PRESENTE DE FORMATURA
 
Filho de um grande empresário, o jovem Paulo estava se preparando para a festa de sua formatura na faculdade. Sabia que seu pai estava orgulhoso dele, e estava confiante que o velho ia lhe dar aquele presente que ele sempre ambicionou. Esse presente era uma linda Ferrari 348 que ele vira na vitrina de uma concessionária lá dos Jardins. Todos os dias ele saia um pouco mais cedo de casa para ir á faculdade. Fazia isso para poder passar em frente á concessionária e ficar admirando, na vitrine, aquela jóia vermelha, que parecia um sol a brilhar, ofuscando os seus olhos e excitando os seus desejos. E cada vez que olhava, suspirava mais fundo, com a certeza de que estava próximo o momento em que aquela maravilha seria sua.
Certamente seu pai tinha dinheiro suficiente para lhe dar aquele presente. Várias vezes, acenara com essa possibilidade.
“ Quando você se formar pode pedir o presente que quiser que eu lhe darei”, dissera o pai.
E foi exatamente isso que ele pedira. Aquela Ferrari. O pai não dissera nada. Nem que sim, nem que não. A expressão do seu rosto, nem os movimentos dos seus olhos demonstraram qualquer espanto, nem deram qualquer sinal de recusa. Por isso ele tinha certeza que seu desejo seria atendido. Já se sentia dono da poderosa máquina. Via-se dentro dela, passando as marchas, sentido o poder do seu motor, o cheiro do carro novo; via a cara de inveja dos amigos, e os olhares cúpidos das garotas.
Seu pai era um homem sério e justo. Nunca lhe negara nada, embora sempre vivesse lhe dando aqueles conselhos.

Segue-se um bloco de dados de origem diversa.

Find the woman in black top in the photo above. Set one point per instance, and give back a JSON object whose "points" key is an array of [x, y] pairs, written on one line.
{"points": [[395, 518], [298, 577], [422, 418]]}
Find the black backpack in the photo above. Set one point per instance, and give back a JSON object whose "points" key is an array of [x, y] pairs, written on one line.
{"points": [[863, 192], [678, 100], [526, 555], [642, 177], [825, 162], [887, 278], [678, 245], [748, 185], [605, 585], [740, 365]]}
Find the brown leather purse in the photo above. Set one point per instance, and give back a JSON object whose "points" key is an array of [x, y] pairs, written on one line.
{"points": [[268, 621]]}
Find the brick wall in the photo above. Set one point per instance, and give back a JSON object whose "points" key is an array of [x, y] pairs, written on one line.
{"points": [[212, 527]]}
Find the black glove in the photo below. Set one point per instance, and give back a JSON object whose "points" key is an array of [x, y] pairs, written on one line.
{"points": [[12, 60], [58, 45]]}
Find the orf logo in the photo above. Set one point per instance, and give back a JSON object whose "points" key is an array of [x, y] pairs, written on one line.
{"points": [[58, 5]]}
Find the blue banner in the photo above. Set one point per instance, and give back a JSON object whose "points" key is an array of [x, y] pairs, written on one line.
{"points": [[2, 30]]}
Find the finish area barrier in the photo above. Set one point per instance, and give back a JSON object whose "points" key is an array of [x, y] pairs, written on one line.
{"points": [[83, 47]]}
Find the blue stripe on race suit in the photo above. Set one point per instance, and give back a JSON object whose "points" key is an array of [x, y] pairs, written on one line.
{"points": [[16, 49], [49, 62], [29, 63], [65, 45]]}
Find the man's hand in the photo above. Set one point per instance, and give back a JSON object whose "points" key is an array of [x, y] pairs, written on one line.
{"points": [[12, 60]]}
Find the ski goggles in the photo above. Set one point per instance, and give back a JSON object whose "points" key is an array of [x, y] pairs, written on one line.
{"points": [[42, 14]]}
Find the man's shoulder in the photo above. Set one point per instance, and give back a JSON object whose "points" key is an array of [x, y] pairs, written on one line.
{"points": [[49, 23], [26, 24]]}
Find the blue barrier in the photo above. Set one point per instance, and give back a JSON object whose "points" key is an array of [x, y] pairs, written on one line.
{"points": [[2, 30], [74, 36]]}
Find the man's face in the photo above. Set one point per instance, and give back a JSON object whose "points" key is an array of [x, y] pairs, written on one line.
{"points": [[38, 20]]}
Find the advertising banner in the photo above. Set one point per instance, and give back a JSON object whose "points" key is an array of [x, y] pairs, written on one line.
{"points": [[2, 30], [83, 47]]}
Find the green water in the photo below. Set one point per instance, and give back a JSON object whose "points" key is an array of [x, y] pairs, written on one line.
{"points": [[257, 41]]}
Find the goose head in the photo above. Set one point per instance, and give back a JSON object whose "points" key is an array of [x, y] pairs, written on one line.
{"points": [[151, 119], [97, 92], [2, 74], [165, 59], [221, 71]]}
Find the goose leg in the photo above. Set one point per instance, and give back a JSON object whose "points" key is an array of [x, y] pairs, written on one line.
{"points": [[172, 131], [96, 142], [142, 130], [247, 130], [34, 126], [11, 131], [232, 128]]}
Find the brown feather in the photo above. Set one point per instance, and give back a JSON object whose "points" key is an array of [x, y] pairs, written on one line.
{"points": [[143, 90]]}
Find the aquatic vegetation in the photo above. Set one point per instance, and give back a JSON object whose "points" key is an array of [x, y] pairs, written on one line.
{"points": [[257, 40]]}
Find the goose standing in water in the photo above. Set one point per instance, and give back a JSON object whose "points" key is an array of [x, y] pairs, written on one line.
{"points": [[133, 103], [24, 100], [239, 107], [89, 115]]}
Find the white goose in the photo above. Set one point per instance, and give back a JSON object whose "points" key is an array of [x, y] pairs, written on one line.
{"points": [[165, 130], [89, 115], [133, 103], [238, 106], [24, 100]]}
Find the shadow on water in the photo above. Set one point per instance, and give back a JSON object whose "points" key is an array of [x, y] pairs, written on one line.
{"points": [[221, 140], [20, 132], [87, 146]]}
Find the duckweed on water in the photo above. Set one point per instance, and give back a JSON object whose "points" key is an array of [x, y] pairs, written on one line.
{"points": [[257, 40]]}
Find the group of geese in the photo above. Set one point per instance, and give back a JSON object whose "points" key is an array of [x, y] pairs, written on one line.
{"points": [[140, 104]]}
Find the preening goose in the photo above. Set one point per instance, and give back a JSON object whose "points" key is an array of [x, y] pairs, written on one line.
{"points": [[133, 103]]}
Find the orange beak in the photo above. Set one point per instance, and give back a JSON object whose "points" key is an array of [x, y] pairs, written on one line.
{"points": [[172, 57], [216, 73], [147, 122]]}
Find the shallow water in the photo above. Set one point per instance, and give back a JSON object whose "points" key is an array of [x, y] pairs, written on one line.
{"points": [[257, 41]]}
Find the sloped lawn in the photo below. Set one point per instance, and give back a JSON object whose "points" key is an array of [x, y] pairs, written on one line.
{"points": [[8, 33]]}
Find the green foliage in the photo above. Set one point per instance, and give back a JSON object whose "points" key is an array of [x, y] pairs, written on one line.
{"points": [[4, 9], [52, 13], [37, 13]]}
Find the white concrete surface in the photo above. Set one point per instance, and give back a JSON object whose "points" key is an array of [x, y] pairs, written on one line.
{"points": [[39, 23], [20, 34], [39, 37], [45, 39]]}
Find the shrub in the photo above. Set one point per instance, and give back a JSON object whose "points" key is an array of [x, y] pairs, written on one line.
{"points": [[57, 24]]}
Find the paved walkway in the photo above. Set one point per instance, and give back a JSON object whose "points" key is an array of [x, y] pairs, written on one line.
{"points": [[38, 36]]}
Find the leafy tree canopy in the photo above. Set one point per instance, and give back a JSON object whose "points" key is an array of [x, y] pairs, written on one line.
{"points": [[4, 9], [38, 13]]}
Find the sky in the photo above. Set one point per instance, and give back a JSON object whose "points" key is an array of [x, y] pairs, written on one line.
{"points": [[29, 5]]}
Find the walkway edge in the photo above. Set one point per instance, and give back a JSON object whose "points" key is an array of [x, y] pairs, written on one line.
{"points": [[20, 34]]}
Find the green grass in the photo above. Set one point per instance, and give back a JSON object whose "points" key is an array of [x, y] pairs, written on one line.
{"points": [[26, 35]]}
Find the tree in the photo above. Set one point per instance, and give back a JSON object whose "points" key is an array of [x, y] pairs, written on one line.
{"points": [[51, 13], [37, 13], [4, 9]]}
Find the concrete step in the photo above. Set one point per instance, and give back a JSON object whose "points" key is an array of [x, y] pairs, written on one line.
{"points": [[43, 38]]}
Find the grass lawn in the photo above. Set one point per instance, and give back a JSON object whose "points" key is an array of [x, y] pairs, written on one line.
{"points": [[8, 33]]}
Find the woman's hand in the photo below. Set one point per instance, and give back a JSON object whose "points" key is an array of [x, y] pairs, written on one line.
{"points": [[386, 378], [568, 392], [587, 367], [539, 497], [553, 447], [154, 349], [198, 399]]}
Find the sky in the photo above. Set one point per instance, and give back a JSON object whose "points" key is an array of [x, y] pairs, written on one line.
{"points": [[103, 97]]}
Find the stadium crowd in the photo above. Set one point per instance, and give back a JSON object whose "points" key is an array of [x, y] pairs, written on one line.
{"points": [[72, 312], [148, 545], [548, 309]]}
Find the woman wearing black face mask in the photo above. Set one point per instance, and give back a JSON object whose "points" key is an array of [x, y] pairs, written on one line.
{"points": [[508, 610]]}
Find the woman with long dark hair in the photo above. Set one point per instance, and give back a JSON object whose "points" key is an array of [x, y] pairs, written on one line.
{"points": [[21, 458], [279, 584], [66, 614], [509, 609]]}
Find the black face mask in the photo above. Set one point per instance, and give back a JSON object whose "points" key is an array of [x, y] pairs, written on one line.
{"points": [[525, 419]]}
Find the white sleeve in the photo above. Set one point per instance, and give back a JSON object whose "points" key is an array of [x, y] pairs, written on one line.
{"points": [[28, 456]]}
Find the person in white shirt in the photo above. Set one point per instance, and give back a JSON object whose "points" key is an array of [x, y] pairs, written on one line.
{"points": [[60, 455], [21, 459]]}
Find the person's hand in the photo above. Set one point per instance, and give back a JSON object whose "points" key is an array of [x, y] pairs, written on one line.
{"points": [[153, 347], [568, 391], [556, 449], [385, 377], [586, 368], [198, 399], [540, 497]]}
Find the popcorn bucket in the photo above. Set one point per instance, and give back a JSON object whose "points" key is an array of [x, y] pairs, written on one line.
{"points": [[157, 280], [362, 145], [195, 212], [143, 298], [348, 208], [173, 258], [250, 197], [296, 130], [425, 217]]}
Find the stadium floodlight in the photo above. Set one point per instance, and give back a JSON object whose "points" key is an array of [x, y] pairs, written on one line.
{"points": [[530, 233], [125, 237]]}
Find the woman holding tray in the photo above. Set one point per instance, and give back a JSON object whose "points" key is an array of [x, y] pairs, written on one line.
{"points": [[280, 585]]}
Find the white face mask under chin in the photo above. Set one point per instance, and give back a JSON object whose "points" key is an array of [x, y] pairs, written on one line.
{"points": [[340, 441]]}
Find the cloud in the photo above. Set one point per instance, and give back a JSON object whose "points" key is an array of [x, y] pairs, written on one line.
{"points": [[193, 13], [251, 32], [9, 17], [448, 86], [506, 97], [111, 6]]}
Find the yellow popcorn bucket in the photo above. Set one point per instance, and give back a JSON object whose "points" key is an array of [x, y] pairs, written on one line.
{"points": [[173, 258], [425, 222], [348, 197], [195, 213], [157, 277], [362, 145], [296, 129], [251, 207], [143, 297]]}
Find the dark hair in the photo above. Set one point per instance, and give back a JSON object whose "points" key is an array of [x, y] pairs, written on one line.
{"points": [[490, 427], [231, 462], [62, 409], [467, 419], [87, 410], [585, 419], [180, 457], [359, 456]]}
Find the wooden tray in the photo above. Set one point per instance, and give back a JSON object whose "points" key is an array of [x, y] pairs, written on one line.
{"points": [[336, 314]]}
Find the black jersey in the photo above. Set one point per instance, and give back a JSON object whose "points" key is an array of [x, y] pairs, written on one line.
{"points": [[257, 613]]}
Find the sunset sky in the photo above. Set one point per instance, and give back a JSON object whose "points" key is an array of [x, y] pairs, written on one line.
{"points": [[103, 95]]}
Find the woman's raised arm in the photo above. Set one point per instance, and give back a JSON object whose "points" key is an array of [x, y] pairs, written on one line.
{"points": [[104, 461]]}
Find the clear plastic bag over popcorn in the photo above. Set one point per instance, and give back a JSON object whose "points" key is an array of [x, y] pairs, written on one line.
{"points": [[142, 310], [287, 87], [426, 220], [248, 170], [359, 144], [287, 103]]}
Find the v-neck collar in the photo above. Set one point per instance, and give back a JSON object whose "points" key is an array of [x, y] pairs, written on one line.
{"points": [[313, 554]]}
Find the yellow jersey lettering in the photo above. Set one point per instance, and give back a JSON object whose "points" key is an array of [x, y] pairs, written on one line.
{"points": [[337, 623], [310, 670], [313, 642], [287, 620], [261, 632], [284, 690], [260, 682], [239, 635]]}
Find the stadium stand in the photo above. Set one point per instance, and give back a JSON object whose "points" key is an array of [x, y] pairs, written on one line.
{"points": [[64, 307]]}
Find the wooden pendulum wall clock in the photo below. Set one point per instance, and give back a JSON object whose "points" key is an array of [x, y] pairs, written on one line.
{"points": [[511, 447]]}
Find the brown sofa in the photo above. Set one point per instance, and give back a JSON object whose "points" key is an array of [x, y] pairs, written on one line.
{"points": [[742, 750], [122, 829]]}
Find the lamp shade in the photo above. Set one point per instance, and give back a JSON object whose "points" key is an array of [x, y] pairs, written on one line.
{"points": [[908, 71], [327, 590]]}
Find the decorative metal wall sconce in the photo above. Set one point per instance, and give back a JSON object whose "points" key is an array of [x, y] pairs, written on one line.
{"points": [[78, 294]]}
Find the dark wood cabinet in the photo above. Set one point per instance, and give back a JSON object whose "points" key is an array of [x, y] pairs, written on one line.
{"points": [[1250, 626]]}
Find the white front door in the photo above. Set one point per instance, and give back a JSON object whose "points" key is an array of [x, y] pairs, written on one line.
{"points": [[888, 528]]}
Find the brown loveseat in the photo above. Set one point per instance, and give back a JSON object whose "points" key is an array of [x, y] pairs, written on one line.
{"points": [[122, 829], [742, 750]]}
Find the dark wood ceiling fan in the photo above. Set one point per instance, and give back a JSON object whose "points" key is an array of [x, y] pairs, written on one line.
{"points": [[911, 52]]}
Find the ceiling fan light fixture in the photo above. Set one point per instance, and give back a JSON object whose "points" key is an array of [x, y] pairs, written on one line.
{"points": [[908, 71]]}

“ Não é o que homem tem que importa, mas sim o que ele é”, vivia dizendo o velho. E por conta disso, levava uma vida austera demais para um homem que tinha tanto dinheiro. E depois, havia aquele negócio de religião. Seu pai era muito religioso. De ler Bíblia todos os dias. De fazer orações antes das refeições. De obrigar todos os membros da família a ir á Igreja com ele. Será,que isso não iria atrapalhar?
 
Na noite da sua formatura, uma bela festa na mansão da família. Todos os amigos e parentes presentes. Todo mundo cumprimentando o novo bacharel da família e futuro presidente da empresa. Mas Paulo só pensava no presente que o pai lhe prometera. Não via a hora de pegar a chave da máquina e sair com ela pela noite.
Então veio o velho com aquele pacote, parecido com uma caixa de bombons. Ele abre o pacote e dentro dela aquela Bíblia encadernada em couro marroquim, com o nome dele gravado na capa.
Olhou para o pai com surpresa e espanto. O largo sorriso do velho, e a voz macia com que ele falou, soaram como grossa ofensa.
“ Acho que você vai gostar desse presente”, disse o velho."Você vai precisar dele." 
A indignação se estampou no rosto de Paulo. Sua reação foi instantânea. Atirou o pacote no chão e saiu como um furacão.
 
Anos se passaram. O agora maduro Paulo se tornara um grande empresário, ele próprio. Desde aquela noite fatídica nunca mais falara com o pai. Jamais conseguira perdoá-lo. Mas agora estava com um problema de consciência. O telegrama sobre a mesa, comunicava, laconicamente, o falecimento do seu pai. Tinha que vencer aquele sentimento. Precisava, ao menos, vê-lo pela última vez.
Depois do funeral, Paulo resolveu fazer uma visita á sua antiga casa. Foi até o seu quarto, que ainda estava intacto, exatamente do mesmo jeito que era quando ele morava ali. Sobre o criado mudo aquela Bíblia encadernada em couro marroquim, com o nome dele gravado na capa. Eis ali a culpada de tudo aquilo.
Mas ele não tinha mais raiva agora. Só tristeza. Pegou a Bíblia e começou a folheá-la.Nem percebeu que começara a chorar. Uma lágrima caiu sobre a página aberta. Exatamente sobre um versículo do Evangelho de Mateus, 6:33: “ Buscai primeiro o Reino de Deus e sua justiça, e todas as coisas vos serão dadas por acréscimo.”   
Foi então que ele viu, dentro da Bíblia, uma chave grudada em uma das folhas. E junto com ela um envelope. Abriu-o e encontrou uma nota fiscal, referente à compra de uma Ferrari 348, feita exatamente no dia anterior á sua formatura. Lá também estavam todos os documentos da máquina, licenciados em seu nome.